Boiling is by far the most reliable method to make water of uncertain
purity safe for drinking. Water should be brought to a vigorous
rolling boil for one minute and allowed to cool to room temperature,
without ice. At very high altitudes, generally above two kilometers,
boil for three minutes or use chemical disinfection. Adding a pinch
of salt to each quart, or pouring the water several times from one
container to another will improve the taste.

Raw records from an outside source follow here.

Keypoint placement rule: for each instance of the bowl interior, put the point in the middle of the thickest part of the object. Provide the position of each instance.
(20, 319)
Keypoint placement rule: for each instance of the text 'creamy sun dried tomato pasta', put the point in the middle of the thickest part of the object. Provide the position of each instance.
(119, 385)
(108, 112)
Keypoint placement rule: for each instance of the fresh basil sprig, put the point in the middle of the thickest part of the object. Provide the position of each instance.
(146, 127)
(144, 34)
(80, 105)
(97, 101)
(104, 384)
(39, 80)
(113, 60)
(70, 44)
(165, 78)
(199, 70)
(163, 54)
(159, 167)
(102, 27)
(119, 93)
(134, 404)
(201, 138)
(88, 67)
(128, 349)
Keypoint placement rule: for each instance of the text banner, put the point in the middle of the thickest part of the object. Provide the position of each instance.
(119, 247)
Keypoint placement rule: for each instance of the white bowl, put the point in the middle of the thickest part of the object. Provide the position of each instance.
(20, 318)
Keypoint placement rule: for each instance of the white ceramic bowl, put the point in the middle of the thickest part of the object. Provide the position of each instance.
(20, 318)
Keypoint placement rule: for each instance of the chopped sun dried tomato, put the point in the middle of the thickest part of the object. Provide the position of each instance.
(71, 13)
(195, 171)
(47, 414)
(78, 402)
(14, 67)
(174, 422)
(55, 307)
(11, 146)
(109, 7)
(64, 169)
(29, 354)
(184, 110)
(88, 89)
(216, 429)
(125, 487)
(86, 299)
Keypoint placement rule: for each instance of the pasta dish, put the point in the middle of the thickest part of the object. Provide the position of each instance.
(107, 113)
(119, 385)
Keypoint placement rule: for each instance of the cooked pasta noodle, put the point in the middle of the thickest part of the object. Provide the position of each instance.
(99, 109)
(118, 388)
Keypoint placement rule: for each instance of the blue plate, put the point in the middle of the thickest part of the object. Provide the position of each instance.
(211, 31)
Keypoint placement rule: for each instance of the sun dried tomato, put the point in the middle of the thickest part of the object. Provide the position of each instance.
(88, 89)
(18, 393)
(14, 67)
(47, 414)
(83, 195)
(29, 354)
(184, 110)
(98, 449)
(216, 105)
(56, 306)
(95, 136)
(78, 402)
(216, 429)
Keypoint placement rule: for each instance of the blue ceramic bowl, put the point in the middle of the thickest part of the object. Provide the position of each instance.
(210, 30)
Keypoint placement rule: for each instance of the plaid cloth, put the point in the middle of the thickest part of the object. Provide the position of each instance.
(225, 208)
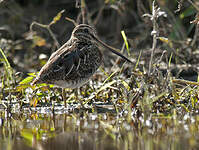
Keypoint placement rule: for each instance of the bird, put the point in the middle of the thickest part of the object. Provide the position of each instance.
(75, 62)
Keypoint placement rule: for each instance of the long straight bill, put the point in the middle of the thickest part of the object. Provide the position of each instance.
(114, 50)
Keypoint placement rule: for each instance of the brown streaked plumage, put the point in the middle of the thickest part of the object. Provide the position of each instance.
(76, 61)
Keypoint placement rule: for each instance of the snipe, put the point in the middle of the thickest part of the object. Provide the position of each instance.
(76, 61)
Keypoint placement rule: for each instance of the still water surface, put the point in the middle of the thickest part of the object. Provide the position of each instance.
(96, 131)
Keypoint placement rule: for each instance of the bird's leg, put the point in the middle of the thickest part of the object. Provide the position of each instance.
(64, 96)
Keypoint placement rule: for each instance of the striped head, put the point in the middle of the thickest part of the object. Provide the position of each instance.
(84, 32)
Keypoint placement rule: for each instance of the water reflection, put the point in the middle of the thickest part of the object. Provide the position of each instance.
(91, 131)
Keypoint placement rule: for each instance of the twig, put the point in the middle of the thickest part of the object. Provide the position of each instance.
(156, 13)
(180, 81)
(71, 20)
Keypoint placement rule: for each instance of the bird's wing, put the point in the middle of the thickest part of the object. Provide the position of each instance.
(63, 63)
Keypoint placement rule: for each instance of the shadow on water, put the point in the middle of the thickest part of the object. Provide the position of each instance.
(96, 131)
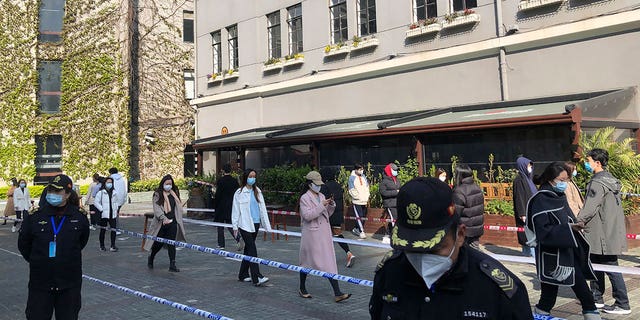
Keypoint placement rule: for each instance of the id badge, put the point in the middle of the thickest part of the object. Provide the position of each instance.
(52, 249)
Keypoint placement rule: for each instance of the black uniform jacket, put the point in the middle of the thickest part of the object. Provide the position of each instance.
(65, 269)
(477, 287)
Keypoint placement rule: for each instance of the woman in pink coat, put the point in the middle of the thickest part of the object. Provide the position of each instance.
(316, 245)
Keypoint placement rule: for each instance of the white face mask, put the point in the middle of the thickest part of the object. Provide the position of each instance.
(431, 266)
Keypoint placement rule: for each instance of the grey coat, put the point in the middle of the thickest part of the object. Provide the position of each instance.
(603, 216)
(156, 222)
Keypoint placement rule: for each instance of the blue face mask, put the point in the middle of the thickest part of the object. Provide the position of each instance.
(587, 166)
(54, 199)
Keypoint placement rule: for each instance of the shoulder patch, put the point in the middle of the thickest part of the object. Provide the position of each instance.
(500, 276)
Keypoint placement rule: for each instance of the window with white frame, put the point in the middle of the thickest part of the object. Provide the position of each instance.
(424, 9)
(366, 17)
(338, 11)
(461, 5)
(232, 32)
(216, 42)
(294, 20)
(273, 32)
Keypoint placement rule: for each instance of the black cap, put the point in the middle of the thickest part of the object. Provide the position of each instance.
(425, 215)
(61, 182)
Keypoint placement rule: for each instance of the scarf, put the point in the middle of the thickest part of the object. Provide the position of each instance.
(167, 205)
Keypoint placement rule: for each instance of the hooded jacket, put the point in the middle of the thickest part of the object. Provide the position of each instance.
(559, 249)
(603, 216)
(523, 189)
(389, 188)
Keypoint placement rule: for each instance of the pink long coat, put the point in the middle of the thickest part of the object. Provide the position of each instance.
(316, 245)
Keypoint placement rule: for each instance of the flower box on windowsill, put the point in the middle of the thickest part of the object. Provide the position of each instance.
(369, 43)
(428, 29)
(293, 62)
(337, 51)
(272, 67)
(462, 21)
(532, 4)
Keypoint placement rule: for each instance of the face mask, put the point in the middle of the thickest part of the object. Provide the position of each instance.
(315, 188)
(560, 186)
(54, 199)
(587, 166)
(431, 266)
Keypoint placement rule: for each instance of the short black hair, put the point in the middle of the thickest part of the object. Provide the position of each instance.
(599, 155)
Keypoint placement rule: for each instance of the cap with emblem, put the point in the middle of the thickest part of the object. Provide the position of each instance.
(425, 215)
(61, 182)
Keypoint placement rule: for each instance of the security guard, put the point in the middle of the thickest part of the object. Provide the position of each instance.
(432, 274)
(51, 241)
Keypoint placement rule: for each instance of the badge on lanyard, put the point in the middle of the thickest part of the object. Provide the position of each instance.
(56, 230)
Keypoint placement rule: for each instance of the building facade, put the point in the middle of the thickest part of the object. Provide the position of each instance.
(333, 82)
(87, 86)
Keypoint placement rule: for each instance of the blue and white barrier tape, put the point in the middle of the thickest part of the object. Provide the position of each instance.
(270, 263)
(179, 306)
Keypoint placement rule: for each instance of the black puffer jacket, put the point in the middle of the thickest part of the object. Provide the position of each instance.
(469, 201)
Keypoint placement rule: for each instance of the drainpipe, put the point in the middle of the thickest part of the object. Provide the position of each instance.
(504, 83)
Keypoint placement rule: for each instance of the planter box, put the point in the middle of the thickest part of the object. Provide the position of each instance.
(462, 21)
(532, 4)
(338, 51)
(429, 29)
(369, 43)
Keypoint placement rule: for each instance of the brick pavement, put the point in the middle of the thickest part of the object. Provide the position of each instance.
(209, 282)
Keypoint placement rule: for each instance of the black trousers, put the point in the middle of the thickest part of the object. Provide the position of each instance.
(250, 250)
(167, 231)
(112, 223)
(42, 303)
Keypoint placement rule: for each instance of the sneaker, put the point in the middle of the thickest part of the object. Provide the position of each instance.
(616, 310)
(261, 281)
(350, 258)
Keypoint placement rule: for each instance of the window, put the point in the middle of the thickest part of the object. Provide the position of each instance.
(187, 26)
(49, 86)
(48, 153)
(51, 15)
(295, 28)
(189, 84)
(273, 30)
(233, 46)
(459, 5)
(367, 17)
(216, 40)
(425, 9)
(339, 31)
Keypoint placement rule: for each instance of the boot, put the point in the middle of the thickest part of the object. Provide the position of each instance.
(172, 266)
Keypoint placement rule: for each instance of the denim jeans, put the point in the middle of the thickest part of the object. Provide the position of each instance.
(618, 288)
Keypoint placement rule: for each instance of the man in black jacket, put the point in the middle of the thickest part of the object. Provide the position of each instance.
(433, 274)
(51, 240)
(225, 188)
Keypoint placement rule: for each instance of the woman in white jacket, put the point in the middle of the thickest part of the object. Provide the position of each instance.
(106, 202)
(249, 212)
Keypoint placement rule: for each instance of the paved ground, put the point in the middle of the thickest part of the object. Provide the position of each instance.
(209, 282)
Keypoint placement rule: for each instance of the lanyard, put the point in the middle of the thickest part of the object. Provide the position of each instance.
(56, 230)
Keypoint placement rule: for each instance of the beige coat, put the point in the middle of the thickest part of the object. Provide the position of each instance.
(158, 217)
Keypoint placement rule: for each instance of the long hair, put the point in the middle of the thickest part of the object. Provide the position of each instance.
(551, 172)
(462, 171)
(160, 189)
(254, 187)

Chemical disinfection with iodine is an alternative method of
water treatment when it is not feasible to boil water. Two well-tested
methods for disinfection with iodine are the use of tincture of
iodine and the use of tetraglycine hydroperiodide tablets. The tablets
are available from pharmacies and sporting goods stores, and manufacturers'
instructions should be followed. Chlorine is less reliable than
iodine for chemical disinfection. Cloudy water should be strained
through a clean cloth into a container to remove any sediment or
floating matter, and then the water should be boiled or treated
with iodine.
There are a variety of portable filters currently on the market
for providing safe drinking water. Although, in theory, these filters
may be useful, the U.S. Centers for Disease Control and Prevention
has not established the effectiveness of such filters, and makes
no recommendation regarding their use.
As a last resort, if no source of safe drinking water is available
or can be obtained, tap water that is uncomfortably hot to touch
may be safer than cold tap water; however, proper disinfection or
boiling is still advised.
Food should be selected with care to avoid illness. All raw food
is subject to contamination. Particularly in areas where hygiene
and sanitation are inadequate, the traveler should be advised to
avoid salads, uncooked vegetables, unpasteurized milk and milk products
such as cheese; and to eat only food that has been cooked and is
still hot, or fruit that has been peeled by the traveler. Cooked
food that has been allowed to stand for several hours at ambient
temperature may provide a fertile medium for bacterial growth and
should be thoroughly reheated before serving. Consumption of food
and beverages obtained from street vendors has been associated with
increased risk of illness. The easiest way to assure a safe food
source for an infant less than six months of age is to have the
child breast-feed. If the infant has already been weaned from the
breast, formula prepared from commercial powder and boiled water
is the safest and most practical food.
Some species of fish and shellfish can contain poisonous biotoxins,
even when well cooked. The most common type of fish poisoning in
travelers is ciguatera fish poisoning. Barracuda is the most toxic
fish and should always be avoided. Red snapper, grouper, amberjack,
sea bass, and a wide range of tropical reef fish contain toxin at
unpredictable times. The potential for ciguatera poisoning exists
in all subtropical and tropical insular areas of the West Indies,
and Pacific and Indian Oceans where the implicated fish species
are consumed. Cholera has also occurred among persons who ate crabs
brought back from Latin America by travelers. Travelers should not
bring perishable seafoods with them when they return.